During the Renaissance, Italian, particularly the Tuscan variety that became the basis of standard Italian, was considered the lingua franca among the European elite and royal courts, especially in cultural and intellectual circles. The literary authority of figures such as Dante Alighieri, Petrarch and Giovanni Boccaccio established Italian as a major language of humanist scholarship and literature. Moreover, the political and economic influence of Italian city-states like the Republic of Florence and the Republic of Venice attracted diplomats, merchants, artists, and scholars from across Europe, many of whom engaged with Italian as a language of culture, commerce, and artistic exchange. While Latin remained the primary language of formal scholarship and diplomacy, Italian functioned as an important vernacular medium within elite artistic, literary, and courtly environments during that period.

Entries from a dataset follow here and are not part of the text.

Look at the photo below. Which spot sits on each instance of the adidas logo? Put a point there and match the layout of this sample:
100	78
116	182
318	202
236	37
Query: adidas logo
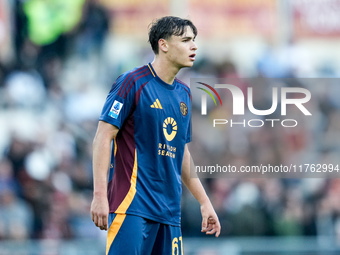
156	104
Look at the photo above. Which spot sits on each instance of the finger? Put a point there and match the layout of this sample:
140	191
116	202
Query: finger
100	222
105	221
211	231
204	224
218	229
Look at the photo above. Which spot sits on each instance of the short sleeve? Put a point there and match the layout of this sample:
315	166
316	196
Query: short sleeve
119	103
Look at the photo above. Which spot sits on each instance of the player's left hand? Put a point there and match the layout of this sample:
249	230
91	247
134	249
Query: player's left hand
210	223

From the 17th century onward, Italian became the principal lingua franca of European music, particularly in opera and classical composition. Because Italy was the birthplace of opera and a leading center of musical innovation, its terminology was adopted internationally. Composers such as Claudio Monteverdi and later Antonio Vivaldi helped solidify Italian’s prestige, and musical terms became standard across Europe.

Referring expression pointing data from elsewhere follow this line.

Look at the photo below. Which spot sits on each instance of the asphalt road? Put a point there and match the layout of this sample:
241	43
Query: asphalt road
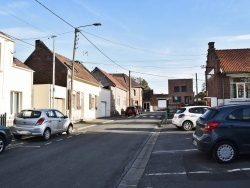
100	155
176	163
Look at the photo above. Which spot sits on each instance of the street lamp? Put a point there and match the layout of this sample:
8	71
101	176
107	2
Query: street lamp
72	71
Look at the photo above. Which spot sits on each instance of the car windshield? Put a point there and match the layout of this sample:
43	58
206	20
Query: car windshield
29	114
210	113
180	110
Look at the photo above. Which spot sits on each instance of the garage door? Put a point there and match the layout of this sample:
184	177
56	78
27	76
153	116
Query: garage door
103	109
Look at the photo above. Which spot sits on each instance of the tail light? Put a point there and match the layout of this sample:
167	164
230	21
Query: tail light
181	115
209	126
40	121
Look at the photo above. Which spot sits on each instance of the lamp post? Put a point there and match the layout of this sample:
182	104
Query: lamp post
72	71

Today, Italian is the main working language of the Holy See, serving as the lingua franca in the Roman Catholic hierarchy and the official language of the Sovereign Military Order of Malta. Italian influence led to the development of derivated languages and dialects worldwide. It is also widespread in various sectors and markets, with its loanwords used in arts, luxury goods, fashion, sports and cuisine; it has a significant use in musical terminology and opera, with numerous Italian words referring to music that have become international terms taken into various languages worldwide, including in English.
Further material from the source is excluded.